À mon avis, lorsqu’on regarde l’égoportrait où on voit le singe en entier, il est difficile de prétendre que le singe n’est pas l’artiste derrière son œuvre. Le fait que celui-ci ait eu à faire plusieurs prises avant d’avoir une bonne photo n’est-ce pas là un signe de détermination, digne d’un maitre artisan ? L’art de la photographie, comme tout autre bon domaine, requiert de la patience et beaucoup d’échecs avant d’avoir une réussite. D’ailleurs, lorsqu’interrogé sur la possibilité de déposer une procédure amendée, l’avocat de Peta, Jeffrey Kerr, nous dit :
My mentor told me that in social-cause cases, “First, you lose, you lose, you lose. Then you win.” And we are treading that path for animal rights in the hope that we may lose, lose, lose, but that we will one day win.

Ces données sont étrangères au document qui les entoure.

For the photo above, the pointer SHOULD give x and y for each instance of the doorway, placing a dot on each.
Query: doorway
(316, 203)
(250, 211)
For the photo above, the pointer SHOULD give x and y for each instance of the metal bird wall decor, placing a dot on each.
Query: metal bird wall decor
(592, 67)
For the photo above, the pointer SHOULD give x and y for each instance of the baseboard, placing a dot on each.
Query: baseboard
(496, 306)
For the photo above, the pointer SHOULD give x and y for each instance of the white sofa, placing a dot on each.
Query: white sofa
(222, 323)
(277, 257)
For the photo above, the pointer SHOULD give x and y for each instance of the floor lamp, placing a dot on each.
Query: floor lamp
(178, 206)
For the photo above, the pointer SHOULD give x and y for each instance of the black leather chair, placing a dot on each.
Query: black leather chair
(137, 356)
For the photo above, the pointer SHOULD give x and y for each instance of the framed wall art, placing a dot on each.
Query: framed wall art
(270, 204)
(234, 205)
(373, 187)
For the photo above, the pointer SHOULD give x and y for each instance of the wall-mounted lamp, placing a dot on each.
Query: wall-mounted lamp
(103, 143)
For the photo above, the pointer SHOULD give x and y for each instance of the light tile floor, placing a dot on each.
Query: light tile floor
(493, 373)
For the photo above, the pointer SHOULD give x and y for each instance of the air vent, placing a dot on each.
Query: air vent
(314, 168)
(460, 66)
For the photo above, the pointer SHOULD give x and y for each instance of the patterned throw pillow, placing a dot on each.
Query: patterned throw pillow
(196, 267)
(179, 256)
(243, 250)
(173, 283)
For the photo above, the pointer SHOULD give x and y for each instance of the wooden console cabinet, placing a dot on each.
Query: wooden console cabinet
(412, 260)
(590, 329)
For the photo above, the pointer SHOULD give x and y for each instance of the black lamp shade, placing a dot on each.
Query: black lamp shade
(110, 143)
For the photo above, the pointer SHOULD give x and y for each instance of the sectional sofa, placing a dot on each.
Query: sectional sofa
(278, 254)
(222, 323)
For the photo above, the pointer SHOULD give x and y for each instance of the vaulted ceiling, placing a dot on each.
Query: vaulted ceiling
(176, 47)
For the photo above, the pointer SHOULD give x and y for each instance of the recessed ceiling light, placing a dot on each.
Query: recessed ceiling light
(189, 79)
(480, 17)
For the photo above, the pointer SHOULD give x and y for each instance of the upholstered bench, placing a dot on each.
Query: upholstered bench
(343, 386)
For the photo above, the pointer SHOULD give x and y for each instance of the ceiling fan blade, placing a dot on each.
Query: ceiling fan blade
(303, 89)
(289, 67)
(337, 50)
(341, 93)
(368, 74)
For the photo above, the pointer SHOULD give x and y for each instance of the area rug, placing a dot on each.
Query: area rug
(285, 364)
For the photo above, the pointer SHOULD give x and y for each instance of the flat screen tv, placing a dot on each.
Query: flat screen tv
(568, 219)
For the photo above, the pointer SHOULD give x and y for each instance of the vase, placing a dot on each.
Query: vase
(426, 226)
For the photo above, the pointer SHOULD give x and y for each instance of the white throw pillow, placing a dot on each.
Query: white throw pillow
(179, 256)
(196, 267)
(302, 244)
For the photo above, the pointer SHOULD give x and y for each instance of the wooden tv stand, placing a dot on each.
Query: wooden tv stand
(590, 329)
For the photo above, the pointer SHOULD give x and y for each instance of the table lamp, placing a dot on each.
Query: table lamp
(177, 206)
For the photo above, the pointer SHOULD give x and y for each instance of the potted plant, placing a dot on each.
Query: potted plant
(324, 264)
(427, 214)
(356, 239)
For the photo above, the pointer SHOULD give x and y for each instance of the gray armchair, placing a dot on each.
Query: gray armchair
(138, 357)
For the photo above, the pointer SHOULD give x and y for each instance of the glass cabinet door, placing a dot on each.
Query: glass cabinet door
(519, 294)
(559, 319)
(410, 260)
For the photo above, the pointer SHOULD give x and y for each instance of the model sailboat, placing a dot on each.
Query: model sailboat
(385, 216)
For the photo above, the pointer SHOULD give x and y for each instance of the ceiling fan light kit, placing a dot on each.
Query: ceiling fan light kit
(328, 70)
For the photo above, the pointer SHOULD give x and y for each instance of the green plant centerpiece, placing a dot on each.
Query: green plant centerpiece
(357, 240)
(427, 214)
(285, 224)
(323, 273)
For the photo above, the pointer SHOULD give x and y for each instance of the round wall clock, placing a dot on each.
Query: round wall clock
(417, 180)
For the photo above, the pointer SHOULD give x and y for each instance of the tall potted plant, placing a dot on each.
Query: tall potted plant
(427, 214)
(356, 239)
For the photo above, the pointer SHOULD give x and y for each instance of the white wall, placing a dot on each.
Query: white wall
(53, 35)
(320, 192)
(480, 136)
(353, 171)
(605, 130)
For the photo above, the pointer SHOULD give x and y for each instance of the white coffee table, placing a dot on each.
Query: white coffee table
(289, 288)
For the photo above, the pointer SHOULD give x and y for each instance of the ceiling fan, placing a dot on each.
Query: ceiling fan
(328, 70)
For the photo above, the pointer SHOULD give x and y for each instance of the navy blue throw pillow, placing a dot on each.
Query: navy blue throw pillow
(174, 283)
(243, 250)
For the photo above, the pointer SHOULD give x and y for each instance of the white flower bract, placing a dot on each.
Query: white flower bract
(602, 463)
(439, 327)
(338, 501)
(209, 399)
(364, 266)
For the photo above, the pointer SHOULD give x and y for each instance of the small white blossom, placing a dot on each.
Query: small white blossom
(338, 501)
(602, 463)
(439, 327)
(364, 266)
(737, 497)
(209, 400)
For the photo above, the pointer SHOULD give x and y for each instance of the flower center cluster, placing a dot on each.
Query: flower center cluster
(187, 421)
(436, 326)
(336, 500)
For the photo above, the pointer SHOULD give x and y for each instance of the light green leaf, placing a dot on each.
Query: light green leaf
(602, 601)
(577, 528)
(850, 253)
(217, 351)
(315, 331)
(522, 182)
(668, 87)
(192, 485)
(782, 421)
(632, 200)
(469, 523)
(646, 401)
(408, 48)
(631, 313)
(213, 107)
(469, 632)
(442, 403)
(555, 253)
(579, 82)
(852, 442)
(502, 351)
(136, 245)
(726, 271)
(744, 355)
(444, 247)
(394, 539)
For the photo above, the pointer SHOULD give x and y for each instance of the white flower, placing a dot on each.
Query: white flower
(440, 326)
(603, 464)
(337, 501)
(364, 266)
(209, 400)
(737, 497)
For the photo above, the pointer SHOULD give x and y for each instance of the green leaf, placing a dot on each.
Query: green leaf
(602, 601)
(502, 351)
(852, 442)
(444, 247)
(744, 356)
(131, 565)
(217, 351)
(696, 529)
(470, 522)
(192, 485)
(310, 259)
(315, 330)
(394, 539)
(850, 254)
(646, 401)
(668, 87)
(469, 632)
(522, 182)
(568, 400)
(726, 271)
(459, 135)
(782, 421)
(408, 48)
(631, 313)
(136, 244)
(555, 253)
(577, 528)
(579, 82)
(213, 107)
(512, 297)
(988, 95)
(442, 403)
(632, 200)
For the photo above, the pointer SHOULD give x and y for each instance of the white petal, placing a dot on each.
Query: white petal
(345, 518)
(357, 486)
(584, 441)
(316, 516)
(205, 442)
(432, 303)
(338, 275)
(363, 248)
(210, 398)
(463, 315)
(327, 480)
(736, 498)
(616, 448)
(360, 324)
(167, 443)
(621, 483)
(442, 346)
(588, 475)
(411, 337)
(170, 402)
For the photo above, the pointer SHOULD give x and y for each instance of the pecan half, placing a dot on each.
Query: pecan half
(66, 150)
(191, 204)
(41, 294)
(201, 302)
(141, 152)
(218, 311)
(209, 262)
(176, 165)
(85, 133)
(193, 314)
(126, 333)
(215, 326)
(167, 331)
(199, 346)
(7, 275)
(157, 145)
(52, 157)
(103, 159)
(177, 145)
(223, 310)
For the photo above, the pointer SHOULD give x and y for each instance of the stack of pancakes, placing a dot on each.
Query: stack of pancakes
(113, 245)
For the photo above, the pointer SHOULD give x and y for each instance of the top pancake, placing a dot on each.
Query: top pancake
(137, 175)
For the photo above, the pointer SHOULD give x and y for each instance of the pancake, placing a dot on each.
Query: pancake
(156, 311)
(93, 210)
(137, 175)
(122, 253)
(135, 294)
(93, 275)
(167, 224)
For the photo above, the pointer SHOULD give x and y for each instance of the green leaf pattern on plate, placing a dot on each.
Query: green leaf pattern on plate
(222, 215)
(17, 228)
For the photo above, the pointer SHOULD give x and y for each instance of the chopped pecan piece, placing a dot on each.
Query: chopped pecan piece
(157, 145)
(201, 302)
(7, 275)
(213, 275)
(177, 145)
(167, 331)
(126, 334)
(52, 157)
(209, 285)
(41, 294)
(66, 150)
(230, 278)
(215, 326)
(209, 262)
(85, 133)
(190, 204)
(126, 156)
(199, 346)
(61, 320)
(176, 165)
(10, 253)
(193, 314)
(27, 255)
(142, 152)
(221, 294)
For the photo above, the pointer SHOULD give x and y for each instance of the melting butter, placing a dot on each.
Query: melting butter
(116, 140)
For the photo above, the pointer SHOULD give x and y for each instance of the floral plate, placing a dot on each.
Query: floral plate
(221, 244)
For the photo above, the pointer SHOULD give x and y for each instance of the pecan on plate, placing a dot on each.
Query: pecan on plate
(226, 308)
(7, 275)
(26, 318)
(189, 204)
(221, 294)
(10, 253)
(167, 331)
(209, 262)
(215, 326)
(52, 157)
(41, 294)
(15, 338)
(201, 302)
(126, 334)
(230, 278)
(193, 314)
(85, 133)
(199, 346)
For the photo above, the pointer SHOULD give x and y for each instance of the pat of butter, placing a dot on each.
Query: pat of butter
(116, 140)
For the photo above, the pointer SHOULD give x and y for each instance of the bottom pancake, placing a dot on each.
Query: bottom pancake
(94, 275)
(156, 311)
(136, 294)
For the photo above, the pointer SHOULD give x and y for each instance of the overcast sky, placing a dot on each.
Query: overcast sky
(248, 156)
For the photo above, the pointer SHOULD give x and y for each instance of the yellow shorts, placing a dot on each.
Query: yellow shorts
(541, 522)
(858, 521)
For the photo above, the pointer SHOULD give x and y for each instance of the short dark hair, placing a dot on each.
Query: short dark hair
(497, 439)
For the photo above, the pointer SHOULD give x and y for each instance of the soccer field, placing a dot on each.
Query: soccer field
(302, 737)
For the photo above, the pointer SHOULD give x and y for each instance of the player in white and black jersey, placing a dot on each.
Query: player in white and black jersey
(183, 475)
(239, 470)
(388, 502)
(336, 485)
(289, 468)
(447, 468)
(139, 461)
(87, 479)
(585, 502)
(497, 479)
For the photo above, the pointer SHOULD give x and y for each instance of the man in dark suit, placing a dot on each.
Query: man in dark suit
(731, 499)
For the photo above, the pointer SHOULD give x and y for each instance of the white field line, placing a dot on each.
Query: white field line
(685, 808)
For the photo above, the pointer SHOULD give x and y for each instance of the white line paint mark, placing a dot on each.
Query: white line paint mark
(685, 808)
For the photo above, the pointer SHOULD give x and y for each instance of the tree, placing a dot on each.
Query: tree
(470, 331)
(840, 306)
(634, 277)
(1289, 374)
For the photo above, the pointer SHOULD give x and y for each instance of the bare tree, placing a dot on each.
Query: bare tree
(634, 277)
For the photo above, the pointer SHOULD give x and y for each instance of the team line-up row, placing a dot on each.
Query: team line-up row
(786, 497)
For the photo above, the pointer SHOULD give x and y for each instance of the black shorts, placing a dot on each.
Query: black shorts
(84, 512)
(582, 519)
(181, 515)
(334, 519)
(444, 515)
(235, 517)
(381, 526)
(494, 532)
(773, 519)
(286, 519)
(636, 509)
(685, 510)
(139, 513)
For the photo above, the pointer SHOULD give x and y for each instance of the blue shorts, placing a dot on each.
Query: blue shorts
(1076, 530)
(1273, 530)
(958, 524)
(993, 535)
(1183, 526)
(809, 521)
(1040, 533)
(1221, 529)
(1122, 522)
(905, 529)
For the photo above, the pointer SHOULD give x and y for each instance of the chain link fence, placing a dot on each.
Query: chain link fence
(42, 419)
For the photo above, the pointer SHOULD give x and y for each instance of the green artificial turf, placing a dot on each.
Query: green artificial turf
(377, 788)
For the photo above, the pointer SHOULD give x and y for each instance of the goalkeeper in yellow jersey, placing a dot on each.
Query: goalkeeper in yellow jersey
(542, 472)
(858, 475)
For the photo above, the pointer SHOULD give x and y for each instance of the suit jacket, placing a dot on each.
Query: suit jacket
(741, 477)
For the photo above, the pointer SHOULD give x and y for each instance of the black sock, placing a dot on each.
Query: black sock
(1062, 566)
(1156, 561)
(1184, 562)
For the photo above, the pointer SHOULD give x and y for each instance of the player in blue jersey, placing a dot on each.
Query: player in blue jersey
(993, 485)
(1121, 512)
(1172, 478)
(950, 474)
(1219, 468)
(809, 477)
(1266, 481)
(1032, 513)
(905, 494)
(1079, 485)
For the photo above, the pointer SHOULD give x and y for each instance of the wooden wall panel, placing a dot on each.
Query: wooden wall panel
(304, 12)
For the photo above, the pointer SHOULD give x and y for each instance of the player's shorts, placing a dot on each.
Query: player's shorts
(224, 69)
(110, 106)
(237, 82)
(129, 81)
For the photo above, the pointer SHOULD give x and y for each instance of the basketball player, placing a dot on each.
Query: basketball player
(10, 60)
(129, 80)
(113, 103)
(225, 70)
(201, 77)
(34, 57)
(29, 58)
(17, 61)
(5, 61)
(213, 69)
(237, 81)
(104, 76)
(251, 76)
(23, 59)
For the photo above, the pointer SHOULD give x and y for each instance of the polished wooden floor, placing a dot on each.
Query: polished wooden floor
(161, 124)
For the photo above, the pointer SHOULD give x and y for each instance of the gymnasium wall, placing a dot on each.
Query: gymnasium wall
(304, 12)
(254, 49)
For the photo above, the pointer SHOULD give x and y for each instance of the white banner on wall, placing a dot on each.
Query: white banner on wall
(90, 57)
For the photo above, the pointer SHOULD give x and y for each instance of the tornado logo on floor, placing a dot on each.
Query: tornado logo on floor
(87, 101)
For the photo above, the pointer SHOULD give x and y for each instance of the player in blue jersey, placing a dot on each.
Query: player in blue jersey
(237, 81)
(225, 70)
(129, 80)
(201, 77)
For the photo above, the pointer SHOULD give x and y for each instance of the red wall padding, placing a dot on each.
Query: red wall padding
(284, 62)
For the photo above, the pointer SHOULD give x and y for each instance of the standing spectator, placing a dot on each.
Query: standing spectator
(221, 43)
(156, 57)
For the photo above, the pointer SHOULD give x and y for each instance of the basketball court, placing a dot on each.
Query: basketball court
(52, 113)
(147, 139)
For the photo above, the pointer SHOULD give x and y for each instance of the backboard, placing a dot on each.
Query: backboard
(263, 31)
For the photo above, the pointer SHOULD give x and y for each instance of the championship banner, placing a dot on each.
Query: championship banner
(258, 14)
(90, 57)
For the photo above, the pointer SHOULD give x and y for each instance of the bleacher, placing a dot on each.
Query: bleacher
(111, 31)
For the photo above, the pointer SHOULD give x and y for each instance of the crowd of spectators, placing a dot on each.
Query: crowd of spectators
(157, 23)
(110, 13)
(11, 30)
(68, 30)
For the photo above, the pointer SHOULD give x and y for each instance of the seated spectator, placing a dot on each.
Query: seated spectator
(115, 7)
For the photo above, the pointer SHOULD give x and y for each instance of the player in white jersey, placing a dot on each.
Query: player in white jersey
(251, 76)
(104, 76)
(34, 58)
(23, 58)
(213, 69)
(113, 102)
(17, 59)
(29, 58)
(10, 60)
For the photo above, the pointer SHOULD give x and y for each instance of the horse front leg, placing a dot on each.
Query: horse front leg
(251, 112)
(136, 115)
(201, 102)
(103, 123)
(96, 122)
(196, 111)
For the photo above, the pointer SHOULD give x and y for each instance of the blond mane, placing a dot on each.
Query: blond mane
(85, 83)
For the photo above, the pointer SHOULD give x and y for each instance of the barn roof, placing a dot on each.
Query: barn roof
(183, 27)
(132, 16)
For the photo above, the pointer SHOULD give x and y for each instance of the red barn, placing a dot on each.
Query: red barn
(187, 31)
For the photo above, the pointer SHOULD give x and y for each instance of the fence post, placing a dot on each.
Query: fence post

Peut-être que l’histoire aura une suite. Il n’en reste que pour l’avocat de PETA, Jeff Kerr, le verdict n’est pas un échec total. Celui-ci se félicitait d’un jour « historique » dans le droit américain, car
nous avons pu plaider que Naruto devrait bénéficier des droits d’auteur plutôt que d’être lui-même vu comme un objet appartenant à quelqu’un.
Nous pouvons certainement comprendre sa position. En Espagne, depuis 2008, les chimpanzés, les gorilles, les orangs-outangs et les bonobos ont « des droits humains ». Un peu moins extrême, en 2013, c’est au tour du gouvernement indien de se prononcer sur la question des droits des animaux en interdisant la captivité des dauphins et ainsi les delphinariums dans tout le pays.
D’ailleurs, ces histoires ne sont pas si loin du Québec que nous pourrions nous l’imaginer. En effet, en décembre 2015, l’Assemblée nationale du Québec adopta à l’unanimité la Loi visant l’amélioration de la situation juridique de l’animal. Cette loi sur la protection des animaux, notamment ceux de la ferme, vise également à redéfinir l’animal en tant qu’être « doué de sensibilité ».
Pour conclure, je ne peux qu’aimer ce paragraphe rédigé par le blogue Public Knowledge qui vise à promouvoir la liberté d’expression et l’accès abordable aux outils de communication et aux œuvres créatives :
Beauty from nature or serendipity belongs to no one, because it belongs to everyone: it is in the public domain, for all to use, enjoy, and improve upon. And it should belong to the public, for it is the source of inspiration of all creative products: truth, being stranger than fiction, gives rise to the best of fiction and other creativity. I hope that never changes, and if it does… well I’ll be a monkey’s uncle.